Pero yo comprendí que mi alma se iba con ella, me levanté apresuradamente y le dije: “¡Oh mi señora! Concédeme la gracia de volverte un poco hacia mí y desandar generosamente tus pasos.” Entonces ella volvió su rostro hacia donde yo estaba, sonrió discretamente, y me dijo: “Consiento en pisar otra vez esta tienda, pero es sólo en obsequio tuyo.” Y se sentó en la tienda frente a mí. Entonces, volviéndome hacia Badreddin, le dije: “¿Cuál es el precio de esta tela?” Badreddn contestó: “Míl cien dracmas.” Y yo repuse: “Está bien, Te pagaré además cien dracmas de ganancia. Trae un papel para que te de el precio por escrito.” Y cogí la pieza de seda tejida con oro, y a cambio le di el precio por escrito, luego entregué la tela a la dama, diciéndole: “Tómala, y puedes irte sin que te preocupe el precio, pues ya me lo pagaras cuando gustes. Y para esto te bastará venir un día entre los días a buscarme en el zoco, donde siempre estoy sentado en una o en otra tienda. Y si quieres honrarme aceptándola como homenaje mío, te pertenece desde ahora.” Entónces me contestó: “¡Alah te lo premie con toda clase de favores! ¡Ojalá alcances todas las riquezas que me pertenecen, convirtiéndote en mi dueño y en corona de mi cabeza! ¡Así oiga Alah mi ruego!” Y yo le repliqué: “¡Oh señora mía, acepta, pues, esta pieza de seda! ¡Y que no sea esta sola! Pero te ruego que me otorgues el favor de que admire un instante el rostro que me ocultas.” Entonces se levantó el finísimo velo que le cubría la parte inferior de la cara y no dejaba ver más que los ojos.

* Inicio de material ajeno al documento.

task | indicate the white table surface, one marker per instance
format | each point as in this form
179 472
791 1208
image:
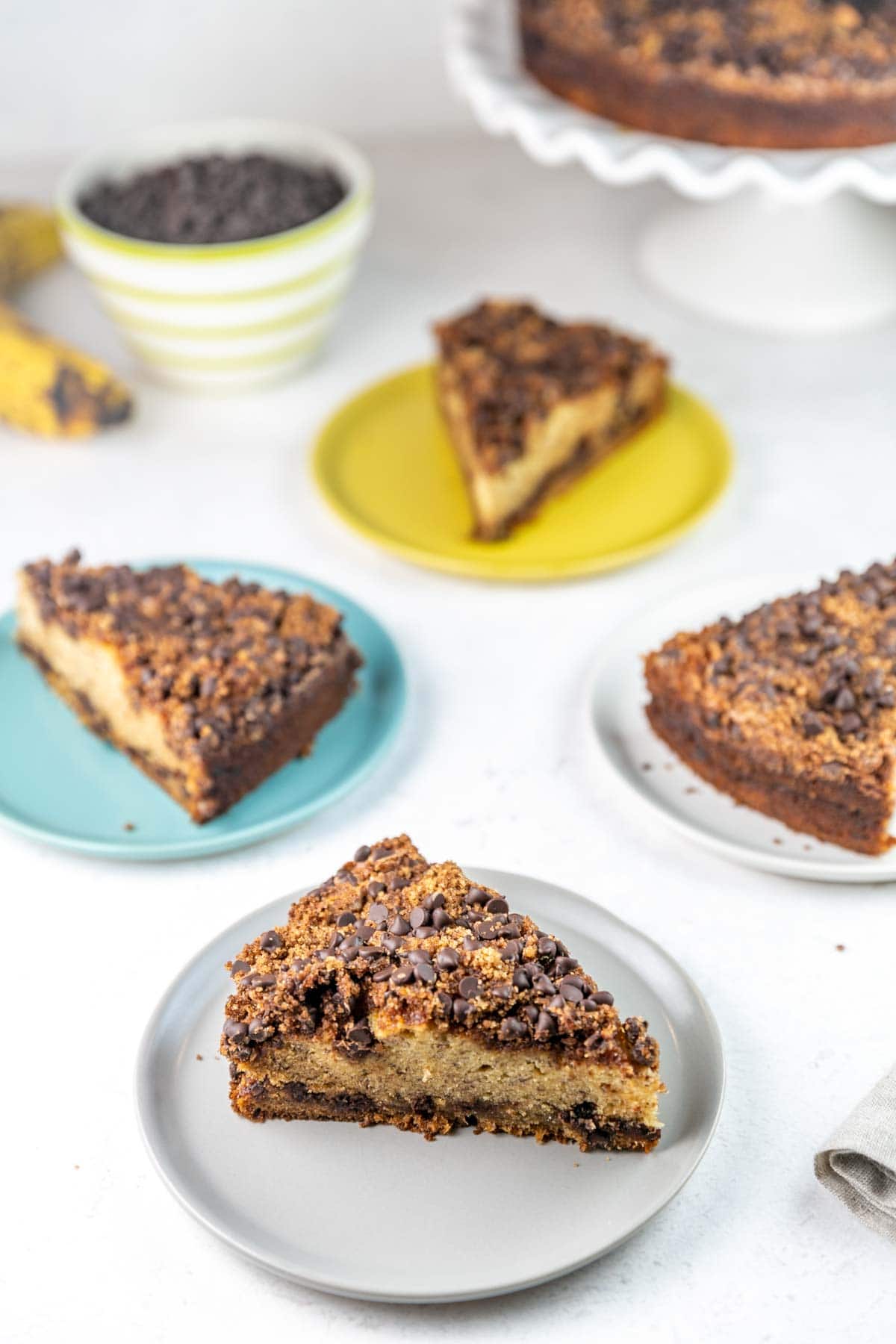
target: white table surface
492 769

Y vi aquel rostro de bendición, y esta sola mirada bastó para aturdirme, avivar el amor en mi alma y arrebatarme la razón. Pero ella se apresuró a bajar el velo, cogió la tela, y me dijo: “¡Oh dueño mío, que no dure mucho tu ausencia, o moriré desolada!” Y después se marchó. Y yo me quedé solo con el mercader hasta la puesta del sol.
Y me hallaba como si hubiese perdido la razón y el sentido, dominado en absoluto por la locura de aquella pasión tan repentina. Y la violencia de este sentimiento hizo que me arriesgase a preguntar al mercader respecto a aquella dama. Y antes de levantarme para irme, le dije: “¿Sabes quién es esa dama?” Y me contestó: “Claro que sí. Es una dama muy rica. Su padre fue un emir ilustre, que. murió, dejándole muchos bienes y riquezas.”